Ildemar:Eu quero Cézar que você me permita que eu volte atrás, antes eu administrei Açailândia quatro anos antes, quando Açailândia vivia outra crise política, que passou três prefeitos em um só mandato. Assumi, tirei meus quatro anos e dei uma estabilidade na prefeitura. Foi quando eu saí que entrou aquela crise, que se eu não me engano passaram oito prefeitos em quatro anos. Ai é que eu vim e tirei os oito anos. Acontece que essa crise que acontece hoje em Açailândia nós precisamos ter muito juízo pra sair dela, porque não tem coisa boa que não possa melhorar muito mais e não tem coisa ruim que não pode se arruinar muito mais. Todos os açailandenses têm que ter juízo nessa hora e acompanhar essa situação da forma que tem que acompanhar, sem querer tirar proveito próprio da situação. Com todo respeito que eu tenho aos políticos de Açailândia, eu vejo pessoas preocupadas com o município, principalmente os eleitores e os cinco mil funcionários, mas eu pergunto: cadê os grupos políticos que estavam com ela? Cadê eles para ajudar ela neste momento?  Nenhum saiu pra chamar atenção dela que ela estava errada, e todos deixaram ela fazer o governo “eu”. Uma cidade de cem mil habitantes tem que ser governada pelo governo “nós”, porque quem manda numa cidade é o prefeito, a câmara de vereadores, juiz, promotores, defensores, povo do sindicato, as 32 entidades que existem, todos mandam nessa cidade. Quase a maioria dos grupos que elegeu ela, nunca deu a mão pra ajudar ela, fugiu e estão querendo tirar proveito próprio do município de outro jeito, ai é que eu quero chamar a atenção, as pessoas independente de qualquer coisa precisam ser açailandenses e ajudar o município para encontrar uma solução, não é criar uma baderna e tirar proveito próprio do município e entender que quanto mais pior, melhor. Isso é muito ruim pra nós açailandenses.

JM: Dada a grave crise institucional, política e administrativa, tendo o governo em pouco mais de um ano no comando do município, enfrentado já três greves do funcionalismo público municipal. A quem o senhor atribui a culpabilidade por tal crise?

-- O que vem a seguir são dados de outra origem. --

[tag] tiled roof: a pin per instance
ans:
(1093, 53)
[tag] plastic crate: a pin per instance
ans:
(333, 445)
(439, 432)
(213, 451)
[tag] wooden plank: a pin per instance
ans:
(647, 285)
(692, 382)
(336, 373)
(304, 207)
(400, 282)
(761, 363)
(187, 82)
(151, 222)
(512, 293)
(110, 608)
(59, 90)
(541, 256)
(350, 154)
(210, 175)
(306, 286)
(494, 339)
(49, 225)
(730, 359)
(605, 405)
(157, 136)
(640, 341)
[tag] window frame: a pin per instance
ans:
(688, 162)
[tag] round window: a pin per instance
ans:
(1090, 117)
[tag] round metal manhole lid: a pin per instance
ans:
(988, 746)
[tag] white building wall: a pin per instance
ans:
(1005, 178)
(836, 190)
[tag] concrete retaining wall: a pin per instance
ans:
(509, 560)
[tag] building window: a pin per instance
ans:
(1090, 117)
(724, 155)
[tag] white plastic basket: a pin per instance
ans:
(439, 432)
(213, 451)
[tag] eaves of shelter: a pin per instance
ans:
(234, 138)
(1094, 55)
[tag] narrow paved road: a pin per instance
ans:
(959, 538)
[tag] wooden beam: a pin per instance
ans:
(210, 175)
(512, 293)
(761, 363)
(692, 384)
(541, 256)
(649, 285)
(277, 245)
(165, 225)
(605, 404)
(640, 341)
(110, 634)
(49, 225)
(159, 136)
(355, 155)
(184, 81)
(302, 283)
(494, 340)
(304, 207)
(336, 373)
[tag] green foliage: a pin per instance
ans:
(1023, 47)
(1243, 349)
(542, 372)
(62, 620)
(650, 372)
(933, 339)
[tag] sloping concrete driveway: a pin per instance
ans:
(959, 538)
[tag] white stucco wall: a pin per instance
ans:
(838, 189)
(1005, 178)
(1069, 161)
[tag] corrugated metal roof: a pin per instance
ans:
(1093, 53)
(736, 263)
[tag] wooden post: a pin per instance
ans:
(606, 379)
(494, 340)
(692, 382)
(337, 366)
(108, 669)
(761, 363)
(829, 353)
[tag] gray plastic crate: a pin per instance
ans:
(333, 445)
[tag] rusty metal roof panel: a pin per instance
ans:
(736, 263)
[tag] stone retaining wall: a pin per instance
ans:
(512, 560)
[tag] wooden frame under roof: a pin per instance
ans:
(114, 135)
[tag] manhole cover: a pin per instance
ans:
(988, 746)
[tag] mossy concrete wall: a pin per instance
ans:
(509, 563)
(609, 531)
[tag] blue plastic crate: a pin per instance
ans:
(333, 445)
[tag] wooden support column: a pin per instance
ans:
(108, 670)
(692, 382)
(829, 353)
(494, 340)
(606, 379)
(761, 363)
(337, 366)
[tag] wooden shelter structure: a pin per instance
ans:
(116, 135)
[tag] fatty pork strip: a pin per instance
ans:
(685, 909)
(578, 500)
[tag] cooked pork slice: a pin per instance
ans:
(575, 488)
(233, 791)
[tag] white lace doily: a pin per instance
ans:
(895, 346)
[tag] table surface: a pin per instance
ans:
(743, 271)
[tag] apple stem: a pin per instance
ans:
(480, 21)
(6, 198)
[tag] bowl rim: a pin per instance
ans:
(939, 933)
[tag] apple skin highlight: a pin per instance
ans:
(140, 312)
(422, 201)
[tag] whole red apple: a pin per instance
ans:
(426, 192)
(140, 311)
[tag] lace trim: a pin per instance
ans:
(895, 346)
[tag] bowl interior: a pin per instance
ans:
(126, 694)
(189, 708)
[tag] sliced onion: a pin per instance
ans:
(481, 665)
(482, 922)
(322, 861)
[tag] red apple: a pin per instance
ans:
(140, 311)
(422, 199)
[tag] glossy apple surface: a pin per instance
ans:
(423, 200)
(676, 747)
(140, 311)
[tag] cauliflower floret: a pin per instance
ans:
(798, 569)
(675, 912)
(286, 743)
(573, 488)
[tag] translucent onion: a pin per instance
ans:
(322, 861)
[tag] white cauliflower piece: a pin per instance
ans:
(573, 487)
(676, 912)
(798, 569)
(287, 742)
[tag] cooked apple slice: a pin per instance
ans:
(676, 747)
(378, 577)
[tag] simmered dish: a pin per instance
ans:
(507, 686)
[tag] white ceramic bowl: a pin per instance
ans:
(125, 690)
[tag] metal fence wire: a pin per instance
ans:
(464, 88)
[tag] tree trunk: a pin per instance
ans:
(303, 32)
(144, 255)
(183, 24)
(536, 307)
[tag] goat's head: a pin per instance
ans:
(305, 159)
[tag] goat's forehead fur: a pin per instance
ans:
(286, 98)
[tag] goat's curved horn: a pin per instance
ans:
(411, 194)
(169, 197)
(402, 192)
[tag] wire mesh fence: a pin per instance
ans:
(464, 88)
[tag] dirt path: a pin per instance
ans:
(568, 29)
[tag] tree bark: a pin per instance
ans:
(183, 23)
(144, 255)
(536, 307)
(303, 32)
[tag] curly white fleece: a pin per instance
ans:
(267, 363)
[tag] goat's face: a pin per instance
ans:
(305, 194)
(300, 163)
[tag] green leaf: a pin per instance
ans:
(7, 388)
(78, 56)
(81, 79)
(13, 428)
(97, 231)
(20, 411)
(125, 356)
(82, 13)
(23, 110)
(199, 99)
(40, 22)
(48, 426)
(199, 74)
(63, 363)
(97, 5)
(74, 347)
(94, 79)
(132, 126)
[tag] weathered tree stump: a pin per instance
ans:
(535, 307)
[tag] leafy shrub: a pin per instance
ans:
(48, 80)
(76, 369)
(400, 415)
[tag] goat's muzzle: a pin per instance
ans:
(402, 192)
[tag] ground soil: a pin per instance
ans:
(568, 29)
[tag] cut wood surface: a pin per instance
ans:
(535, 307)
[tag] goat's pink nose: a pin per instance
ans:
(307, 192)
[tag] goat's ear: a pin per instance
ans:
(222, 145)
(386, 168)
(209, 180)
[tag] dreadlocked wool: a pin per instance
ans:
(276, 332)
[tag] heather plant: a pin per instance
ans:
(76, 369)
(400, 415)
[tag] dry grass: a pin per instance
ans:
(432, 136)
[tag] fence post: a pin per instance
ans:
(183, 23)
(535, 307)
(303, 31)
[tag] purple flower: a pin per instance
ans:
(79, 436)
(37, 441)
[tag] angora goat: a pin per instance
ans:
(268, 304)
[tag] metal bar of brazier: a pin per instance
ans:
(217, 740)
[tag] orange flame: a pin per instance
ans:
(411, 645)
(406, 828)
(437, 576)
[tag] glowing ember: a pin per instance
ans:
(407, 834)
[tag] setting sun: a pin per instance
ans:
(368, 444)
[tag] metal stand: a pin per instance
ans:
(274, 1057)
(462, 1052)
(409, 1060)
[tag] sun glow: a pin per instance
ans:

Ildemar: Essa culpa eu atribuo primeiramente a prefeita, que é a comandante do poder executivo, mas nós não podemos esquecer e lembrar mais uma vez do grupo que apoiou ela. Eu vejo hoje alguns deles já dizendo nas páginas dos jornais que são candidatos, e os eleitores de Açailândia tem que lembrar disso, que eles também ajudaram a levar essa crise, esses eleitores precisam também lembrar que a governadora Roseana também tem culpa, pois veio ao município de Açailândia vestir a camisa da Gleide, inclusive botou o nosso querido ex presidente da República José Sarney para falar que se ele morasse em Açailândia votaria na Gleide. Se eles falaram isto os menos esclarecidos acompanhou, será que não é a hora deles botaram a mão no peito e dizeres: “é minha culpa, minha culpa, minha máxima culpa”, e vir ajudar a resolver o problema de Açailândia ou estão pensando que quanto pior melhor porque está vindo uma eleição? Por isso precisamos ter juízo, pois estamos comprometendo o futuro dessa criançada que está nascendo. Eu atribuo a culpa a estes grupos, que apoiaram a prefeita, e a prefeita, que não tem juízo suficiente para administrar o nosso município. Por isso que precisamos tirar um grande aprendizado e não cometer mais este erro daí pra frente.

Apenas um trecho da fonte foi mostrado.